A number of Ugandan government officials and ruling party members have had their Facebook accounts shut down over accusations they are seeking to manipulate public debate ahead of elections
The East African nation will cast their votes on Thursday, January 14, to elect a new president and parliament amid a tense and bloody electoral campaign, with incumbent President Yoweri Museveni, 76, facing a stiff challenge from singer -turned-politician, Bobi Wine, 38.
“Given the impending election in Uganda, we moved quickly to investigate and take down this network,” Facebook said in a statement on Monday, adding the decision was linked to the government ministry of information and communications technology.

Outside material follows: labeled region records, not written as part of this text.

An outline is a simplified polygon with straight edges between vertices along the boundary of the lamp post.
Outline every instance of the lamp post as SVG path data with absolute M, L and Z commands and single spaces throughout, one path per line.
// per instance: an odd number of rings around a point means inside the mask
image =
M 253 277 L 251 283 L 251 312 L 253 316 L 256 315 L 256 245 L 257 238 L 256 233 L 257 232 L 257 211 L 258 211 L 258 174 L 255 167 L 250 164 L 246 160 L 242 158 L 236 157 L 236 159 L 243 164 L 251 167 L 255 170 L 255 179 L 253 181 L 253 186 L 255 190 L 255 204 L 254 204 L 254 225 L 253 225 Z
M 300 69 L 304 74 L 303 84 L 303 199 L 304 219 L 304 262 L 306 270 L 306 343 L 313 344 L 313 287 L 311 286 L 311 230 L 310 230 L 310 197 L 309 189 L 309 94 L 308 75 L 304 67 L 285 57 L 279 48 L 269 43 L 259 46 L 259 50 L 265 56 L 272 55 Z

“They used fake and duplicate accounts to manage pages, comment on other people’s content, impersonate users, re-share posts in groups to make them appear more popular than they were,” it added.
Judith Nabakooba, Uganda’s minister of information, told Reuters news agency she needed more time to study the situation before commenting.
Museveni’s senior press secretary Don Wanyama, who saw both his Facebook and Instagram accounts shut down, accused the company of seeking to influence the election.
“Shame on the foreign forces that think they can aid and plant a puppet leadership on Uganda by disabling online accounts of [ruling party] NRM supporters,” he said on Twitter.
“You won’t take away President Kaguta Museveni,” he added, using the president’s second name.
Minister of Gender, Labour and Social Development Frank Tumwebaze also accused the social media platform of targeting Ugandan accounts and urged Facebook to unblock them.
President Museveni’s Facebook account is still active but many government officials and members of the ruling party have seen their pages taken down.
The account shutdown comes amid heightened tensions between the main candidates, Museveni and Bobi.
The president, who has been in power since 1986, has long accused foreign organizations of backing Wine in a bid to remove his government.